Crow's relationship to language is thematicized in a number of poems: "Crow's First Lesson," "A Disaster," "The Battle of Osfrontalis," "Crow Goes Hunting." What these poems "materialize" at the level of theme is the radical otherness of the word as experienced by Crow:

Words came with Life Insurance policies -

Crow feigned dead.

Words came with warrants to conscript him -

Crow feigned mad.

Words came with blank cheques -

He drew Minnie Mice on them. ("The Battle of Osfrontalis")

- etcetera. Figured as an agent of negativity with regard to the ideologically loaded word, Crow's only way forward in his quest for self-definition is through a kind of discursive loophole. This loophole is dialogical discourse as proposed by Bakhtin and elaborated by Kristeva: "In its structures, writing reads another writing, reads itself and constructs itself through a process of destructive genesis" (Desire 77). Neither cartoon nor Bible story, neither poetry nor prose, Crow improvises its own dialogic space that is littered with the fragments of discursive collisions, collisions that concretize and relativize the "mish-mash of scripture and physics" in and through which Crow is, in Hughes's words, "intermittently conscious" ("Reply" 111).

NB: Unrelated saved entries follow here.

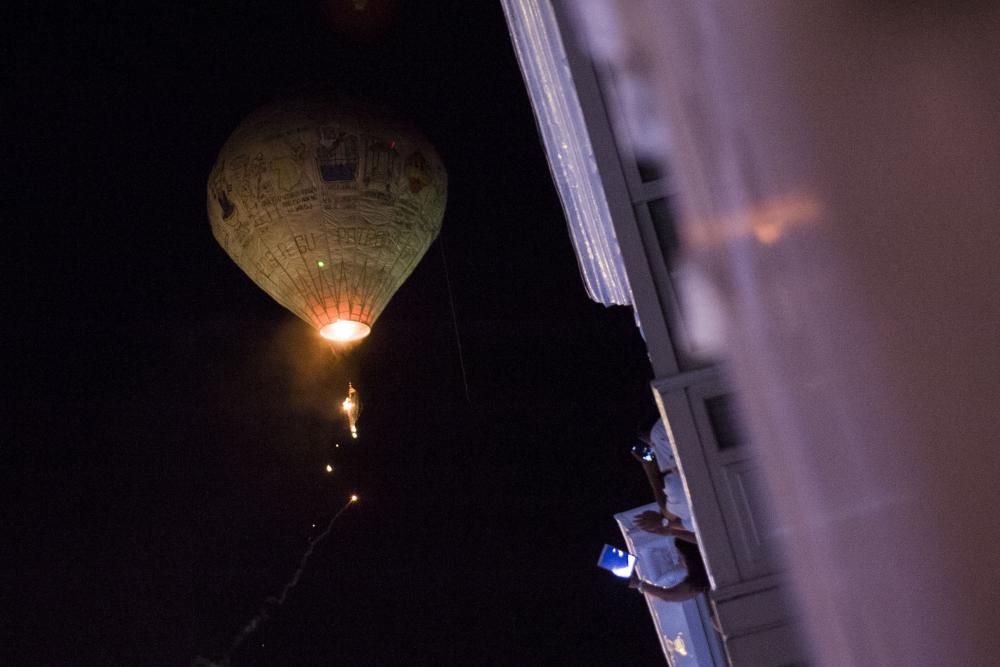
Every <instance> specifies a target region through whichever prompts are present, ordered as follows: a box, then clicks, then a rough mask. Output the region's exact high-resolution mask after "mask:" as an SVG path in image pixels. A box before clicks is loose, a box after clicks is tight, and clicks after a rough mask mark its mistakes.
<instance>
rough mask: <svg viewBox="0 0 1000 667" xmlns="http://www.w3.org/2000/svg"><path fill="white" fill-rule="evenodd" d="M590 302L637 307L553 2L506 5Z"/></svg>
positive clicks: (552, 175) (507, 1)
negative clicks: (552, 9) (592, 301)
mask: <svg viewBox="0 0 1000 667" xmlns="http://www.w3.org/2000/svg"><path fill="white" fill-rule="evenodd" d="M501 5H502V6H503V10H504V14H505V15H506V17H507V26H508V28H509V29H510V35H511V42H512V43H513V45H514V51H515V53H516V55H517V60H518V63H519V64H520V66H521V73H522V74H523V76H524V83H525V86H526V87H527V89H528V96H529V97H530V98H531V106H532V108H533V109H534V112H535V119H536V121H537V123H538V130H539V133H540V134H541V137H542V143H543V144H544V145H545V149H546V155H547V157H548V162H549V169H550V170H551V172H552V180H553V181H554V182H555V185H556V189H557V190H558V192H559V198H560V200H561V201H562V205H563V209H564V210H565V212H566V220H567V224H568V226H569V231H570V238H571V240H572V242H573V248H574V250H575V251H576V257H577V263H578V264H579V267H580V275H581V277H582V278H583V283H584V286H585V287H586V290H587V294H588V296H589V297H590V298H591V299H592V300H594V301H596V302H598V303H601V304H604V305H605V306H612V305H623V306H630V305H632V303H633V300H632V289H631V287H630V286H629V282H628V276H627V275H626V274H625V265H624V263H623V262H622V255H621V250H620V248H619V247H618V239H617V237H616V235H615V230H614V226H613V225H612V221H611V213H610V212H609V210H608V202H607V199H606V197H605V194H604V189H603V187H602V185H601V179H600V175H599V174H598V171H597V163H596V161H595V159H594V153H593V150H592V148H591V145H590V137H589V135H588V133H587V126H586V124H585V122H584V120H583V112H582V110H581V108H580V101H579V100H578V99H577V96H576V87H575V86H574V85H573V77H572V75H571V74H570V70H569V65H568V64H567V61H566V53H565V51H564V49H563V43H562V37H561V35H560V33H559V29H558V26H557V24H556V18H555V15H554V14H553V11H552V5H551V3H550V2H549V0H501Z"/></svg>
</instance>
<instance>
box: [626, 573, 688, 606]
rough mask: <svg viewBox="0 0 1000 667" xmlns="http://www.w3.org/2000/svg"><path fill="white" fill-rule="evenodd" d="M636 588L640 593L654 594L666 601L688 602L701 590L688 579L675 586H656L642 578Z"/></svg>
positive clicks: (658, 597)
mask: <svg viewBox="0 0 1000 667" xmlns="http://www.w3.org/2000/svg"><path fill="white" fill-rule="evenodd" d="M636 590H638V591H639V592H640V593H646V594H647V595H652V596H653V597H654V598H659V599H661V600H663V601H664V602H686V601H688V600H693V599H694V598H696V597H698V593H700V592H701V591H699V590H697V589H695V588H694V587H693V586H692V585H691V584H689V583H688V582H687V580H686V579H685V580H684V581H682V582H681V583H679V584H677V585H676V586H674V587H673V588H663V587H661V586H654V585H653V584H650V583H647V582H645V581H642V580H640V581H639V585H638V586H637V587H636Z"/></svg>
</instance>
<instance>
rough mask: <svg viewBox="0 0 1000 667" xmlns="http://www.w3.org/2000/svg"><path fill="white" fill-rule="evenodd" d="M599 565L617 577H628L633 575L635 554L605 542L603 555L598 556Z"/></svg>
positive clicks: (626, 577) (622, 577) (598, 563)
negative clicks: (613, 545) (598, 556)
mask: <svg viewBox="0 0 1000 667" xmlns="http://www.w3.org/2000/svg"><path fill="white" fill-rule="evenodd" d="M597 566H598V567H601V568H604V569H605V570H607V571H608V572H610V573H611V574H613V575H615V576H616V577H621V578H622V579H628V578H629V577H631V576H632V570H633V569H634V568H635V556H633V555H632V554H630V553H628V552H626V551H622V550H621V549H617V548H615V547H613V546H611V545H610V544H605V545H604V548H603V549H601V555H600V556H599V557H598V558H597Z"/></svg>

On this reading - Crow as carnivalesque discourse - the book's violent and bizarre imagery involving bodily distortion and dismemberment is assimilable to Bakhtin's notion of the "grotesque," defined by Bakhtin as "The specific type of imagery inherent to the culture of folk humor in all its forms and manifestations" (Rabelais 30). "Material" processes of birth, death, copulation, growth, disintegration, and dismemberment around which the grotesque bodily image gravitates are opposed by Bakhtin to "the classic images of the finished, completed man, cleansed, as it were, of all the scoriae of birth and development" (Rabelais 25). Seen in this light, the imagery of Crow seems to articulate a kind of grotesque groundswell (of bodily life), rupturing and denaturing the naturalized codes of Judeo-Christian morality and Western scientific objectivism, codes that otherwise threaten to foreclose Crow's attempts to figure his own meaning.